August 26, 2019 -- A blood test for detecting subconcussive injuries in children and adults is coming closer to fruition and one day could allow health professionals to prevent further brain damage, according to a study published online on August 26 in BMJ Paediatrics Open.
A group from Orlando Health, a not-for-profit healthcare organization in central Florida, and other U.S. institutions has made strides in developing a standard blood test that can spot concussive and subconcussive injuries, the latter of which are asymptomatic but cause brain damage over time with repeated injuries.
Lead author Dr. Linda Papa, an emergency room physician with Orlando Health, and colleagues published results from a study of 712 pediatric and adult emergency room patients evaluating the use of glial fibrillary acidic protein (GFAP) and ubiquitin C-terminal hydrolase L1 (UCH-L1) in blood tests to detect concussions in trauma patients with normal mental status. Biomarker concentrations were assessed over time, with higher levels indicating a concussion or subconcussive injury.
"In a cohort of trauma patients with normal mental status, GFAP outperformed UCH-L1 in detecting concussion in both children and adults," the authors reported.
Understudied trial population
Both GFAP and UCH-L1 were approved by the U.S. Food and Drug Administration in 2018 for use in evaluating mild to moderate traumatic brain injury (TBI) in adults to determine whether they needed a computed tomography (CT) scan. However, the proteins were not approved for diagnosing a concussion or mild injury or for use in children.
The researchers performed the study to further assess the value of GFAP and UCH-L1 and included a group of patients they said are rarely studied -- those who have hit their heads but have no symptoms. This is one of the largest studies of its kind, according to the investigators.
"Following trauma, patients often have a constellation of injuries and it is important that TBI biomarkers indicate brain-specific injury to be clinically useful," Papa and colleagues wrote.

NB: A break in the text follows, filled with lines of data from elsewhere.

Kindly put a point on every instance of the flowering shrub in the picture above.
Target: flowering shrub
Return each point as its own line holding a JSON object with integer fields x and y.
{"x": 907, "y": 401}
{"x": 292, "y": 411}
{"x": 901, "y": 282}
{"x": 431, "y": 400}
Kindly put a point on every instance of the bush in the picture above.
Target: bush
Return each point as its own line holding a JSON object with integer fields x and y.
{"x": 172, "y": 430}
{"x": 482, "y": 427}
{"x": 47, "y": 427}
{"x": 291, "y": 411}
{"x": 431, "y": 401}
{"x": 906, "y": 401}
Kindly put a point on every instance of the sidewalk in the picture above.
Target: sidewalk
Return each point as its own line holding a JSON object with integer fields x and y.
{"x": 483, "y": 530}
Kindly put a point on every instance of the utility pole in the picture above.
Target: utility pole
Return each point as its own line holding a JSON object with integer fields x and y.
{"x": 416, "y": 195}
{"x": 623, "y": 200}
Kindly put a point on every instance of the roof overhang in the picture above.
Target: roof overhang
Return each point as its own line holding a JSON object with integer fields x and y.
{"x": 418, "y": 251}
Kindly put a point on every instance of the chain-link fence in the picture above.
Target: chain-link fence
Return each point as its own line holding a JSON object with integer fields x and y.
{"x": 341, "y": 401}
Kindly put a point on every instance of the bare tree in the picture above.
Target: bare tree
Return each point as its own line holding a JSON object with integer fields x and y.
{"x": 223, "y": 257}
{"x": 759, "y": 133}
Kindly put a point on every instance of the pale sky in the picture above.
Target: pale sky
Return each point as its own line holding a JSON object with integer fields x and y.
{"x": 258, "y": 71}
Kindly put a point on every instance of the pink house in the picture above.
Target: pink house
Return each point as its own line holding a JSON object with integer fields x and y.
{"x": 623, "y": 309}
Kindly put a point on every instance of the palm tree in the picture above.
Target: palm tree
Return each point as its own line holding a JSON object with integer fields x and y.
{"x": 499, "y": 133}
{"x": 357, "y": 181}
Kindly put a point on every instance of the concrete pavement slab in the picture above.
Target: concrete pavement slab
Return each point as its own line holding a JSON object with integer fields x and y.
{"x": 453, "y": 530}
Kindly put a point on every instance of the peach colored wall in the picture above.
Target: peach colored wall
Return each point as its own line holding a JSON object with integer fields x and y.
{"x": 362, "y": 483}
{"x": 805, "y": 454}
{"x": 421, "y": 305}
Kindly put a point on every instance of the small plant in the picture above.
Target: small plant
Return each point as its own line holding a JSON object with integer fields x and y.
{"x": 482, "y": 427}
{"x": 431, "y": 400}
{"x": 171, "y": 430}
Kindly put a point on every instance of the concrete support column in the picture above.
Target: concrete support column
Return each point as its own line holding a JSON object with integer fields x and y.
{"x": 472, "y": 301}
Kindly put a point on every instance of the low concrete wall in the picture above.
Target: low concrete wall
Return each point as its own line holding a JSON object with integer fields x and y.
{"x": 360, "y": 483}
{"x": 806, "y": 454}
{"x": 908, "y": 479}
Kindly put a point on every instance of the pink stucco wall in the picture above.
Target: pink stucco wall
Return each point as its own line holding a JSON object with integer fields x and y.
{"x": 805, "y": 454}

The study included patients with the following:
GFAP's ability to distinguish concussion from body trauma controls over seven days after an injury was fair to excellent, with an area under the receiver operating characteristic curve (AUC) of 0.75 to 0.89, the researchers found. The level of GFAP increased in the blood for the first 20 hours and then started to decline, but it remained detectable for a week.
The usefulness of UCH-L1 varied, with AUCs ranging from poor to good (0.54 to 0.78). Earlier samples were more helpful; UCH-L1 rose more rapidly after a concussion, peaked within eight hours, and then steadily decreased.

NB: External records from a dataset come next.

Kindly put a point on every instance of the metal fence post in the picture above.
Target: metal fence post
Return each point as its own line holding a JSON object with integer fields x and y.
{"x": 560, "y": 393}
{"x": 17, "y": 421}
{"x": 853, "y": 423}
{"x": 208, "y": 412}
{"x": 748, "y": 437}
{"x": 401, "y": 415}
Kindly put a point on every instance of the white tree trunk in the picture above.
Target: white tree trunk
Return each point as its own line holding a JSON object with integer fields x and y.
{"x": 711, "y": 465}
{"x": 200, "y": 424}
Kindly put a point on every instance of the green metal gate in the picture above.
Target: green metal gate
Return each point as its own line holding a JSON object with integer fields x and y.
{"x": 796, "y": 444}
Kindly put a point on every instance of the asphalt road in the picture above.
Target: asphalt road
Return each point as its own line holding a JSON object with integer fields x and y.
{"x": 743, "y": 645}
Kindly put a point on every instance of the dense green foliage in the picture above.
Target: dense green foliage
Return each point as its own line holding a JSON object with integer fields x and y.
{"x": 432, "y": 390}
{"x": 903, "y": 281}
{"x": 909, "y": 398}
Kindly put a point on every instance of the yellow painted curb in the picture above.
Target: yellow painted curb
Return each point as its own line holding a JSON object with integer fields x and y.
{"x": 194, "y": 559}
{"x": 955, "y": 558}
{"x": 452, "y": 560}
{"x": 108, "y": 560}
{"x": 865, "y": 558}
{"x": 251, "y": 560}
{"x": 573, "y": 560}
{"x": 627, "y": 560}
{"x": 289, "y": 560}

The combination of both biomarkers did not significantly improve concussion detection among the trauma patients. The distinction between patients with head trauma with and without concussion was not as robust as with body trauma controls. GFAP showed fair to very good AUCs (0.62 to 0.86) the week after the injury, with optimal performance between 24 and 96 hours.
The ability of UCH-L1 to distinguish concussion from head trauma patients was very poor, the authors noted.
Papa and colleagues foresee the development of a point-of-care test to detect the early, rapid rise of UCH-L1 in postinjury settings, for example, in ambulances or on battlefields. GFAP's longer half-life makes it a potential marker for both acute and subacute injuries, they wrote.
While the results are promising, the authors noted limitations of their research. The study only addressed the diagnosis of concussion in the acute care setting and did not describe the patients' long-term outcomes. In addition, more research is needed to better define the severity of concussion and mild TBI, especially when CT scans are negative, which often occurs even when patients have a concussion, they advised.
"The stage is set for future studies to verify these findings," the group wrote.